Ryan Radia brought to my attention this excellent Slate piece by Vaughan Bell entitled, “Don’t Touch That Dial! A History of Media Technology Scares, from the Printing Press to Facebook.” It touches on many of the themes I’ve discussed here in my essays on techno-panics, fears about information overload, and the broader optimists v. pessimist battle throughout history regarding the impact of new technologies on culture, life and learning. “These concerns stretch back to the birth of literacy itself,” Bell rightly notes:
Worries about information overload are as old as information itself, with each generation reimagining the dangerous impacts of technology on mind and brain. From a historical perspective, what strikes home is not the evolution of these social concerns, but their similarity from one century to the next, to the point where they arrive anew with little having changed except the label.
Quite right. And Bell’s essay reminds us of this gem from the great Douglas Adams about how bad we humans are at putting technological change in perspective:
Anything that is in the world when you’re born is normal and ordinary and is just a natural part of the way the world works. Anything that’s invented between when you’re fifteen and thirty-five is new and exciting and revolutionary and you can probably get a career in it. Anything invented after you’re thirty-five is against the natural order of things.
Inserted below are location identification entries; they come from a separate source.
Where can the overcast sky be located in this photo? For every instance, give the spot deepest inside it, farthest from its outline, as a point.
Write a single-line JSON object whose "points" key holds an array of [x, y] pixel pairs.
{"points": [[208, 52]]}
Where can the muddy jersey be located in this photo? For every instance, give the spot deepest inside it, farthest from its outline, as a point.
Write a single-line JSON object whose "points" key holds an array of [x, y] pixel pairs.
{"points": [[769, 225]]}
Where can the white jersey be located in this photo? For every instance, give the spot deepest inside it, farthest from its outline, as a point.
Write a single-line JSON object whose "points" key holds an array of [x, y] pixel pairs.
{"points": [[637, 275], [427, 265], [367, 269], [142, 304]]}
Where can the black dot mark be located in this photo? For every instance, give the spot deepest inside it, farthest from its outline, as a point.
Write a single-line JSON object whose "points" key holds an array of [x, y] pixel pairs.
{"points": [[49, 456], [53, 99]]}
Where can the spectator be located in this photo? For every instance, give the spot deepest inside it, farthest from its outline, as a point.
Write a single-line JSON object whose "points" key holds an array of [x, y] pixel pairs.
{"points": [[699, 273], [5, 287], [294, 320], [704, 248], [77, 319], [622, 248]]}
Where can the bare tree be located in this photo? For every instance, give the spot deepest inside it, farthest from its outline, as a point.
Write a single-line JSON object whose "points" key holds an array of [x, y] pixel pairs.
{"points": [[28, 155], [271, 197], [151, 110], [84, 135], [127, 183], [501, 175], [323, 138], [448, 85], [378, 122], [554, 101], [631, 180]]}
So true, and I wish I would have remembered it before I wrapped up my discussion about “adventure windows” in the review of Jaron Lanier’s new book, You Are Not a Gadget, which I published last night. As I noted in that essay:
Our willingness to try new things and experiment with new forms of culture—our “adventure window”—fades rapidly after certain key points in life, as we gradually get set in our ways. Many cultural critics and average folk alike always seem to think the best days are behind us and the current good-for-nothing generation and their new-fangled gadgets and culture are garbage.